In [4]:
# Loading all required libraries
import pandas as pd
import nltk
import gensim
from nltk.corpus import stopwords
from nltk import word_tokenize
from nltk.stem import WordNetLemmatizer, SnowballStemmer
from nltk.stem.porter import *
from gensim.parsing.preprocessing import STOPWORDS
import numpy as np
import pickle
import gensim
from gensim.utils import simple_preprocess
from util import make_w2v_embeddings
from util import split_and_zero_padding
from util import ManDist
from time import time

import keras
from keras.models import Model, Sequential
from keras.layers import Input, Embedding, LSTM, GRU, Conv1D, Conv2D, GlobalMaxPool1D, Dense, Dropout
from sklearn.model_selection import train_test_split


# This will prompt for authorization.
# drive.mount('/content/drive')

In [5]:
#Tokeniztion and stop word removal function
def tokenization(text):
    result = []
    for token in gensim.utils.simple_preprocess(text):
        if token not in gensim.parsing.preprocessing.STOPWORDS:
            result.append(token)
    return result

preprocessed = lambda x: transform(x)

In [6]:
# Loading all required files, Note: Only Eclipse in this baseline scenario

Eclipse_dups = pd.read_csv("EP_dup.csv",sep=";", engine='python')
Eclipse_nondups = pd.read_csv("EP_nondup.csv",sep=";", engine='python')
Eclipse_combined = pd.concat([Eclipse_dups, Eclipse_nondups], ignore_index=True, sort=False)
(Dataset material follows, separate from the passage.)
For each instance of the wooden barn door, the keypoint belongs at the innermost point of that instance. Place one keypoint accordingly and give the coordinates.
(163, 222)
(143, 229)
# Mozilla_dups = pd.read_csv("/content/drive/My Drive/Duplicate Bug Report/Mozilla/M_Duplicate BRs.csv",sep=";", engine='python')
# Mozilla_nondups = pd.read_csv("/content/drive/My Drive/Duplicate Bug Report/Mozilla/M_NonDuplicate BRs.csv",sep=";", engine='python')
# Mozilla_combined = pd.concat([Mozilla_dups, Mozilla_nondups], ignore_index=True, sort=False)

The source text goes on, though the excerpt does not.